Since the release of ChatGPT in Fall 2022 the AI landscape has been dominated by the rapid advancements in LLMs. Many models have been released since. However, despite the general hype surrounding mostly the Transformer technology, they have not lived up to the almost instantaneous promises of how we would soon be approaching Artificial General Intelligence (AGI). Instead, so far they all converge below what seems to be a capability ceiling and we’ve encountered persistent and significant limitations that reveal some fundamental weaknesses of current LLMs.
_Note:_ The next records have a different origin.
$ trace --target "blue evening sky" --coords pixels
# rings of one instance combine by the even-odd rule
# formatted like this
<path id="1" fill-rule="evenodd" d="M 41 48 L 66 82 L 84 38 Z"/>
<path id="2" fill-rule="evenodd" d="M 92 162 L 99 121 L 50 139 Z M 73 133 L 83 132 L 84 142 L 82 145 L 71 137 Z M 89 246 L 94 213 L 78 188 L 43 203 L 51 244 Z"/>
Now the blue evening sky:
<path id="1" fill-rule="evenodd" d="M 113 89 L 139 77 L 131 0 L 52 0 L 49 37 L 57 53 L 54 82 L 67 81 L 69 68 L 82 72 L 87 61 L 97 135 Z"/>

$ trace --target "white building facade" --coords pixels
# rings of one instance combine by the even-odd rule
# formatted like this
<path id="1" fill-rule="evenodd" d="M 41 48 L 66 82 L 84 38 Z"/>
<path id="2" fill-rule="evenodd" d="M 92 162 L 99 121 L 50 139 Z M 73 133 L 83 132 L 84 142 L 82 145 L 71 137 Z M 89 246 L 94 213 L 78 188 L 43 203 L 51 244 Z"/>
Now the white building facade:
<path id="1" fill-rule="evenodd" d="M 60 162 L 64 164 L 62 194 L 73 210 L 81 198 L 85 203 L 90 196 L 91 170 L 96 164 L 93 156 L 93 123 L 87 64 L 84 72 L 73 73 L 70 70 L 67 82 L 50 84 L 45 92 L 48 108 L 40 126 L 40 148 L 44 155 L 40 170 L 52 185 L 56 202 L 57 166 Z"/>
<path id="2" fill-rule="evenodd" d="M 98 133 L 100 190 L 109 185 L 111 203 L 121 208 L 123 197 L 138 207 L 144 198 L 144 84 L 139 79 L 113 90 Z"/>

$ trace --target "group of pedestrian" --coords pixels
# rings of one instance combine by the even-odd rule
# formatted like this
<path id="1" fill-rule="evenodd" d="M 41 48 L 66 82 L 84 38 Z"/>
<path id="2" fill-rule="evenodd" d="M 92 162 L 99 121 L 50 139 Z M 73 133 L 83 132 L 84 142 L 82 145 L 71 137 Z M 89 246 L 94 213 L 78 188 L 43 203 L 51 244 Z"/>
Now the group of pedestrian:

Inspired by a talk given by François Chollet at the AGI Conference in Seattle just a few days ago I wanted to draw your attention to some of the very good arguments he presents, why we are not in fact anywhere near to breaking through to AGI. This is a very dense and complex topic, so I have opted for a spreading this across a series of posts, rather than one super long post.
A. Issues to Date
The core issue with LLMs is rooted in their autoregressive nature.
Nota bene: Auto-regression refers to the process by which LLMs generate text one word (more accurately: token) at a time, predicting each subsequent word based on the preceding sequence of words. This means the model uses the previously generated words as input and context to predict the next word in the sentence.
Let’s be clear: this allows for truly impressive language generation capabilities, but it also leads to critical shortcomings. One major problem is that LLMs and vision models like Dall-E and Sora tend to produce answers that are statistically likely rather than factually accurate or logically coherent. For text this results in errors when models encounter slightly altered versions of known problems, in images we find unrealistic renderings and typically trouble with depicting language and in videos you regularly witness strange discontinuity of objects or people, that are morphing between frames.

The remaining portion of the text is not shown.